Although the SSAC identified, by consensus, Africa as the preferred site, in order to be inclusive, the SKA Organisation agreed to consider constructing one of the three SKA receiver components in Australia. Two will be constructed in Africa.

The MeerKAT will supplement the sensitive SKA Phase 1 dish array, providing the majority of the collection area of what will be the most sensitive radio telescope in the world. It was confirmed that the eight African states would also gain receivers.

The SKA is about 50 – 100 times more sensitive than any other radio telescope on Earth. According to online information about the project the construction of the SKA is expected to cost about 1.5 billion Euro and a significant portion of capital, operations and maintenance costs would be spent on the host country.

South Africa proposed the Karoo as its core site.

In March it was reported that a final decision would be made on April 04, but this was delayed as Committee members considered proposals.

Outside of the official of discussion and activity within the SKA Board and SSAC, local and international media ran reports of debates emerging and speculation over the strength of bids.

At the time South Africa’s Minister of Science and Technology, Mrs Naledi Pandor, refused to engage in a debate with the Australian Minister and reiterated that South Africa and its SKA partner countries have a site which is able to demonstrate its scientific, technical and cost superiority.
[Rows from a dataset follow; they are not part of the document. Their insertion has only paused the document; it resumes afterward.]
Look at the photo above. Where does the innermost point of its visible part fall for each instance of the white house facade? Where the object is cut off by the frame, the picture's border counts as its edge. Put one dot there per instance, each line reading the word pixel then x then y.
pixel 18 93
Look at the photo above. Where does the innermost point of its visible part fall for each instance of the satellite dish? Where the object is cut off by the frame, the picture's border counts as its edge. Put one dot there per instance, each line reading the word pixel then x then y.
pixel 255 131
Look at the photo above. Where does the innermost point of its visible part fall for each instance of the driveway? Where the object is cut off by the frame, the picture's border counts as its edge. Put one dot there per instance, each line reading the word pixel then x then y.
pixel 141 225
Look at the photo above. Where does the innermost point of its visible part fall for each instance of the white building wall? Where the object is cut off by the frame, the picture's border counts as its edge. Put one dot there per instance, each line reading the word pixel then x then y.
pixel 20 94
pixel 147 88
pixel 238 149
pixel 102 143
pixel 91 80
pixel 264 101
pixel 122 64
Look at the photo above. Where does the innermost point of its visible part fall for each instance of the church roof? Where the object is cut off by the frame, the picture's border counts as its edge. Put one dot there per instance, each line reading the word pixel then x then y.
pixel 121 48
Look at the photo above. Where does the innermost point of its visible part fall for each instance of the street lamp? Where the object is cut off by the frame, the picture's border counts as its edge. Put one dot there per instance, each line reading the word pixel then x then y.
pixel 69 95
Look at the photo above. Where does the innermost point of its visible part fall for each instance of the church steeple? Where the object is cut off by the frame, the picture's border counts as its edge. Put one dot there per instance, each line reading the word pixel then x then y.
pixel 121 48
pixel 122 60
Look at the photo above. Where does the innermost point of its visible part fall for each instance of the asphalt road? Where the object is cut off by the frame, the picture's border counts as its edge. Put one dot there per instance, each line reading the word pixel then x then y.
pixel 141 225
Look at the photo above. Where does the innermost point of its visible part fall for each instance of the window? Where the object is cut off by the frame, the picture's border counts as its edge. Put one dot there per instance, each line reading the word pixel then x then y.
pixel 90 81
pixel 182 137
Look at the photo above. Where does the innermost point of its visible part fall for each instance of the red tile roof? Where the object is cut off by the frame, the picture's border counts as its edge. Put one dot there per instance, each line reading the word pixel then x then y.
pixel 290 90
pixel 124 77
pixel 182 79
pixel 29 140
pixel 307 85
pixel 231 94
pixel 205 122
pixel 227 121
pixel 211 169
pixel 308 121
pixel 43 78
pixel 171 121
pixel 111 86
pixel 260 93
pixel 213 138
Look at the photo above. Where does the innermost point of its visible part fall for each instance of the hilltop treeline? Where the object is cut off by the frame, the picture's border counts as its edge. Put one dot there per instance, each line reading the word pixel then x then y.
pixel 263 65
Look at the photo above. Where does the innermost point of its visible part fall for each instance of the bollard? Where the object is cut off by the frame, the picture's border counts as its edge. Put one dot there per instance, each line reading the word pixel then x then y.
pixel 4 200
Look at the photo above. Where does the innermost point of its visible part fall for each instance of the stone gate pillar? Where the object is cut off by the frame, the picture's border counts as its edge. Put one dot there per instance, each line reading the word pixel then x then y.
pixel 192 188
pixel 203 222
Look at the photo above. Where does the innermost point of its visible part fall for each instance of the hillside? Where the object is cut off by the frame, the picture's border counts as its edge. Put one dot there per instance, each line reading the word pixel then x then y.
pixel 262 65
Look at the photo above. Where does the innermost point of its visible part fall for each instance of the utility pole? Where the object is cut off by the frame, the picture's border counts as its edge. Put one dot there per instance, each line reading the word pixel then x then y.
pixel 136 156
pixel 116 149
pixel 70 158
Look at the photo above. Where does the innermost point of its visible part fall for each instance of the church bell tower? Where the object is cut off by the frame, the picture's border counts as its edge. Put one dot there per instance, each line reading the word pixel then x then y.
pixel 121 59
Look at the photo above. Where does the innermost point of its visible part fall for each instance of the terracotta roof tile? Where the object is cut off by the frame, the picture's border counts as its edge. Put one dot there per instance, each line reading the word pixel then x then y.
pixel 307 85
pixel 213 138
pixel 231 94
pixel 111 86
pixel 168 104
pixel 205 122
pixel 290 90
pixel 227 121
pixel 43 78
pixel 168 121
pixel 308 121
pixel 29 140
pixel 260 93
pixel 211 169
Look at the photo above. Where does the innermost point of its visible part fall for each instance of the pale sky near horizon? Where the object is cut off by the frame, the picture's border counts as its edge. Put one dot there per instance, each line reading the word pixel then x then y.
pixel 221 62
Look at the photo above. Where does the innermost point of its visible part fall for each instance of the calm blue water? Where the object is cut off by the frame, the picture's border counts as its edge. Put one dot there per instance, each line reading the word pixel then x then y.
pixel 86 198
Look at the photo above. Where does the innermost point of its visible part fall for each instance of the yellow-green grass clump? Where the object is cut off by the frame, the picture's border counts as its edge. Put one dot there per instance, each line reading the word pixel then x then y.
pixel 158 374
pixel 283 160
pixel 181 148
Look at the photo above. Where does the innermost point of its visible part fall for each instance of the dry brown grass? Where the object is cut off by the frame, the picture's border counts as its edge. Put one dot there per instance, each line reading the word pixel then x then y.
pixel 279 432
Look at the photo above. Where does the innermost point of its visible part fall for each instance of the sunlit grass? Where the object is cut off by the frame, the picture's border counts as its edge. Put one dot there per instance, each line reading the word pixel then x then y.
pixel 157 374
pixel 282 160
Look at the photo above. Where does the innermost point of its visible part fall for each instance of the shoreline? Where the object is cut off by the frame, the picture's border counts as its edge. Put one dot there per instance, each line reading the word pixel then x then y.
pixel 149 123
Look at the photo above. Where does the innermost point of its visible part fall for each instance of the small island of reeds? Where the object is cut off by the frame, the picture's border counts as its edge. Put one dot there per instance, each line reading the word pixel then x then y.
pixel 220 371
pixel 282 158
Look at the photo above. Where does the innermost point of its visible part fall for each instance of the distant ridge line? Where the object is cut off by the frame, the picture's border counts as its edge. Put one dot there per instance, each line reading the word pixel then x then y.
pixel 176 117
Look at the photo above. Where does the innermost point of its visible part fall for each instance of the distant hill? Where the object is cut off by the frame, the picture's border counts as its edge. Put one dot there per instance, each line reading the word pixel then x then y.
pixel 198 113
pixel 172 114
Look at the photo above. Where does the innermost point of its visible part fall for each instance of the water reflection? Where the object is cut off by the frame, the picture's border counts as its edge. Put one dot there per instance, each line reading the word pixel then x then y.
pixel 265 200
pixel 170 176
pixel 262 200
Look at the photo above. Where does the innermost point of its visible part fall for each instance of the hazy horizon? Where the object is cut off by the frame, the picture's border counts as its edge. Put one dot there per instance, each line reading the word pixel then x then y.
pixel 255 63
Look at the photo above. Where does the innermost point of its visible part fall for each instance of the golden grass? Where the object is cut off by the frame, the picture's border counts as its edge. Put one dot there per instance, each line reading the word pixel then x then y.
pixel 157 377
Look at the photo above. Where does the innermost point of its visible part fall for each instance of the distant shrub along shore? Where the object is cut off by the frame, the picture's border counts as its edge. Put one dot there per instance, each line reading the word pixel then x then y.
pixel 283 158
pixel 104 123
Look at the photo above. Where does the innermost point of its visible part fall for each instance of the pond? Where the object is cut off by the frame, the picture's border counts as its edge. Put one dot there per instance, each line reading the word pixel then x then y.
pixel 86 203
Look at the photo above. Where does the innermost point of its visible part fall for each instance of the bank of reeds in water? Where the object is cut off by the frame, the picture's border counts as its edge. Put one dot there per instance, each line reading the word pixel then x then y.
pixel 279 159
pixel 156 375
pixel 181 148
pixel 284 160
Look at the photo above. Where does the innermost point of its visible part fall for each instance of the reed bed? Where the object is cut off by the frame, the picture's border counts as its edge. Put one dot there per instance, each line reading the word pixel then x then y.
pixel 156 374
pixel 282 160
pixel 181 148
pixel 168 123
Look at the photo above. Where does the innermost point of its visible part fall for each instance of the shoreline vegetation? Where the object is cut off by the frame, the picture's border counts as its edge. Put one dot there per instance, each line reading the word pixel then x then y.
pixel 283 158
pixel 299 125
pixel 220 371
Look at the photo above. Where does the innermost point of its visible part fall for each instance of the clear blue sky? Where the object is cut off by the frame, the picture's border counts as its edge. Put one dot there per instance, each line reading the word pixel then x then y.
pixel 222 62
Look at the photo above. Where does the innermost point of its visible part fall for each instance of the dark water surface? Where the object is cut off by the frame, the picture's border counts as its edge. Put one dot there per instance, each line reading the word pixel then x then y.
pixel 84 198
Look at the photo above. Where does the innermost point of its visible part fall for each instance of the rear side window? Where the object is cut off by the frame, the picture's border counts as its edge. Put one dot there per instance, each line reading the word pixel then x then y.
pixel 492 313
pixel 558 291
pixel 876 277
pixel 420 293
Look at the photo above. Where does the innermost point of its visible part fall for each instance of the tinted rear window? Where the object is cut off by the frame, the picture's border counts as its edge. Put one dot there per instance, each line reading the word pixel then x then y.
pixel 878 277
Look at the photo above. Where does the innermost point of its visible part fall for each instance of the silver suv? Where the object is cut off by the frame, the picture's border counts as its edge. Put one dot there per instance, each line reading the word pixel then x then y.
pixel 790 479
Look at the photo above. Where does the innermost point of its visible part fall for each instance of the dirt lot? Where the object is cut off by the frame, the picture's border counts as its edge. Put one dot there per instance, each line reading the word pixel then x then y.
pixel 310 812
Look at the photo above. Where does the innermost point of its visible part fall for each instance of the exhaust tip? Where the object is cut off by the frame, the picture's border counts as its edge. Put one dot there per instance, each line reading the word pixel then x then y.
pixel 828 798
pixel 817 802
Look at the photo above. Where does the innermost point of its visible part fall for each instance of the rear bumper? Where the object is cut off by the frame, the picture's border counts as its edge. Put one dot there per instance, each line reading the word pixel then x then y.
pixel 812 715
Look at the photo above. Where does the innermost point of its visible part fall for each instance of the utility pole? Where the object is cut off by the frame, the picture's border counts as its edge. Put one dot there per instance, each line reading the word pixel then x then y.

“We were not surprised at the outcome of the SSAC deliberations as reported in the Australian press, as we have always been confident of the scientific and technical strength of our bid. Nonetheless, we recognise the importance of inclusivity and the imperative of ensuring all members of the SKA Organisation are part of discussions and consultations on how to ensure that all parties contribute to and derive benefit from the ultimate success of the global SKA project.

That, however, should not be interpreted in such a way as to diminish the importance of the reported recommendation made as a result of an extremely exhaustive site evaluation process (involving in our case the submission of about 25 000 pages of documentation) by an independent committee of some of the world’s leading scientists and science administrators. Africa is ready to host the SKA and wants to do so. We are entirely committed to the success of the SKA and believe that it is best achieved in Africa,” said the Minister.

In today’s media briefing the Minister said “she was thrilled” and described the decision by the SKA Organisation as “a triumph for Africa and new era of science and technology on the continent.”